Geheime Rabatte könnten der Industrie mehr Spielraum und der GKV
folglich größere Einsparungen einräumen.
Hintergrund für die Redaktionen
Die Studie basiert auf der Auswertung von Routinedaten der
Techniker Krankenkasse, die Aufschluss über die Ausgaben in zwölf
Krebsindikationen liefern. Demografische Unterschiede zwischen der
Gesamtbevölkerung und den TK-Versicherten wurden berücksichtigt (zum
Beispiel durch die KM6-Statistik), um die Daten auf alle Versicherten
der GKV zu übertragen.

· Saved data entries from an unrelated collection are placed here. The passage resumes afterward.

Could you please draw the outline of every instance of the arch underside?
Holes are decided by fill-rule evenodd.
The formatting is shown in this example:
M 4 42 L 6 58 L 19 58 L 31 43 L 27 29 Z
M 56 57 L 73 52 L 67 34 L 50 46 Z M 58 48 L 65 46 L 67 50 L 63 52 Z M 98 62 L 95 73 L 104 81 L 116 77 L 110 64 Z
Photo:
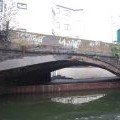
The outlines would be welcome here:
M 97 62 L 96 62 L 97 61 Z M 101 62 L 98 60 L 58 60 L 46 63 L 40 63 L 21 68 L 15 68 L 8 71 L 0 72 L 0 79 L 3 79 L 3 84 L 7 85 L 30 85 L 49 83 L 50 73 L 55 70 L 72 66 L 94 66 L 110 71 L 111 73 L 120 76 L 120 70 L 116 67 Z M 3 78 L 2 78 L 3 76 Z
M 46 63 L 40 63 L 20 68 L 14 68 L 6 71 L 0 72 L 0 78 L 1 79 L 7 79 L 7 78 L 21 78 L 22 76 L 25 78 L 28 77 L 28 79 L 37 76 L 42 75 L 45 73 L 50 73 L 55 70 L 59 70 L 62 68 L 72 67 L 72 66 L 94 66 L 99 67 L 102 69 L 105 69 L 117 76 L 120 76 L 120 70 L 113 67 L 109 64 L 97 64 L 95 61 L 89 62 L 89 61 L 80 61 L 80 60 L 58 60 L 58 61 L 52 61 L 52 62 L 46 62 Z
M 58 69 L 62 69 L 62 68 L 67 68 L 67 67 L 72 67 L 72 66 L 93 66 L 93 67 L 99 67 L 99 68 L 102 68 L 102 69 L 105 69 L 117 76 L 120 76 L 118 74 L 117 71 L 117 68 L 116 70 L 114 69 L 111 69 L 113 66 L 104 66 L 104 65 L 99 65 L 99 64 L 96 64 L 96 63 L 91 63 L 91 62 L 85 62 L 85 61 L 70 61 L 70 60 L 66 60 L 66 61 L 56 61 L 56 62 L 53 62 L 51 63 L 52 64 L 52 69 L 50 70 L 51 72 L 52 71 L 55 71 L 55 70 L 58 70 Z

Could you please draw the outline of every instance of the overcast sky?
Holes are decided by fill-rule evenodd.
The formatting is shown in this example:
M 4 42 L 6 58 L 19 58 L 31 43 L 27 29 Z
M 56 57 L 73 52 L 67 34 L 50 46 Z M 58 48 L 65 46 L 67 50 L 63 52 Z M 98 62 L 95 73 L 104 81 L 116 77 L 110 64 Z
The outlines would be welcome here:
M 73 9 L 84 9 L 84 39 L 112 42 L 116 40 L 116 30 L 120 27 L 120 0 L 19 0 L 27 1 L 29 15 L 24 26 L 29 27 L 30 20 L 34 22 L 29 29 L 37 30 L 38 23 L 42 33 L 49 34 L 50 26 L 50 7 L 57 3 Z M 39 11 L 37 11 L 39 7 Z M 37 11 L 32 15 L 33 10 Z M 22 14 L 22 13 L 21 13 Z M 37 19 L 36 19 L 37 18 Z M 47 26 L 47 27 L 45 27 Z M 77 28 L 76 28 L 77 29 Z M 37 31 L 35 31 L 37 32 Z
M 120 27 L 120 0 L 54 0 L 73 8 L 84 9 L 86 39 L 112 42 Z

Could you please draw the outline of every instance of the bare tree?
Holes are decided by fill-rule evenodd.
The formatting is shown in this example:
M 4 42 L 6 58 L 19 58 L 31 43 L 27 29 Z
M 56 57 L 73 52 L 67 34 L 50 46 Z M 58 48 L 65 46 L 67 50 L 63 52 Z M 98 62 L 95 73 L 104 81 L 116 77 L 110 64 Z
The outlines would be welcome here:
M 1 1 L 1 13 L 0 13 L 0 40 L 5 42 L 8 40 L 8 32 L 10 29 L 14 29 L 11 23 L 15 22 L 15 15 L 17 13 L 16 3 L 13 0 Z

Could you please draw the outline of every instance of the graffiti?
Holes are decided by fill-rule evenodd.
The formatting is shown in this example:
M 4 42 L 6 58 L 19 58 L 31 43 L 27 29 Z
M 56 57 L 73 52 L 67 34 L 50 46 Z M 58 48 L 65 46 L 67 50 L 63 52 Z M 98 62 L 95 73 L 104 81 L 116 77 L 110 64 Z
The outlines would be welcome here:
M 90 47 L 94 47 L 95 42 L 90 42 Z
M 59 46 L 59 48 L 87 52 L 93 50 L 102 51 L 102 49 L 109 51 L 111 47 L 110 44 L 101 41 L 90 41 L 21 31 L 11 31 L 9 33 L 9 41 L 11 41 L 14 46 L 24 45 L 40 48 L 57 48 Z
M 100 46 L 100 41 L 95 41 L 96 46 Z
M 108 43 L 105 43 L 105 47 L 109 47 L 110 45 Z
M 100 42 L 99 41 L 92 41 L 92 42 L 90 42 L 90 46 L 91 47 L 94 47 L 94 46 L 100 46 Z
M 26 33 L 26 32 L 17 32 L 17 39 L 22 39 L 26 40 L 29 42 L 34 42 L 34 43 L 42 43 L 43 38 L 45 36 L 43 35 L 37 35 L 37 34 L 31 34 L 31 33 Z
M 79 46 L 81 44 L 81 40 L 60 38 L 59 44 L 63 45 L 64 47 L 79 48 Z

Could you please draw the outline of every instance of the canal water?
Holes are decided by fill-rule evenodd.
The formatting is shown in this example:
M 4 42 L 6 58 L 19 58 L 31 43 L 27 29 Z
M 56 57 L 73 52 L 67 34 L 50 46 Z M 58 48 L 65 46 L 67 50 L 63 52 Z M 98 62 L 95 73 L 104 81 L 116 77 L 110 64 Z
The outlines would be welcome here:
M 3 95 L 0 120 L 120 120 L 120 90 Z

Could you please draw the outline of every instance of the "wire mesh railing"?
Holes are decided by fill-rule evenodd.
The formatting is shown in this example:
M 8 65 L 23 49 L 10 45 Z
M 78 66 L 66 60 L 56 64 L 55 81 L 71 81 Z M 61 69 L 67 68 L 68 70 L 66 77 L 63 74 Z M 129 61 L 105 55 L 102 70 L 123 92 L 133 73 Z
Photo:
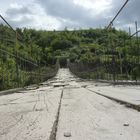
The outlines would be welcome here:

Die Kosten neuer Krebsmedikamente, die bis
2016 auf den Markt kommen, basieren auf einem Gutachten von IMS
Health. Aus diesem ergibt sich der Zeitpunkt für die Markteinführung
neuer Präparate, der zu erwartende Preis sowie das Ausmaß, inwieweit
neue Produkte die alten im Markt befindlichen ersetzen werden. Die
Verdrängung alter Arzneimittel durch neue wurde in die Berechnung der
Ausgaben mit einbezogen. Neue Medikamente, die zusätzlich zu den
vorhandenen gegeben werden, sind voll einberechnet worden. Es wird
von einer Marktdurchdringung der neuen Produkte von 20 Prozent bis
Ende 2016 ausgegangen. Das Marktpotenzial ist definiert als die für
das Präparat infrage kommende Patientenschaft, die sich ebenfalls aus
den Routinedaten der TK ergibt und auf alle Versicherten in der GKV
hochgerechnet wurde. Um die Unsicherheit in den Hochrechnungen zu
quantifizieren, wurde am Beispiel der Indikationen des nicht
nichtkleinzelligen Lungenkrebs (NSCLC) und des Brustkrebs in
Zusammenarbeit mit Herrn Prof. Dr. Stargardt vom Hamburg Center for
Health Economics (HCHE) eine Monte-Carlo Simulation durchgeführt.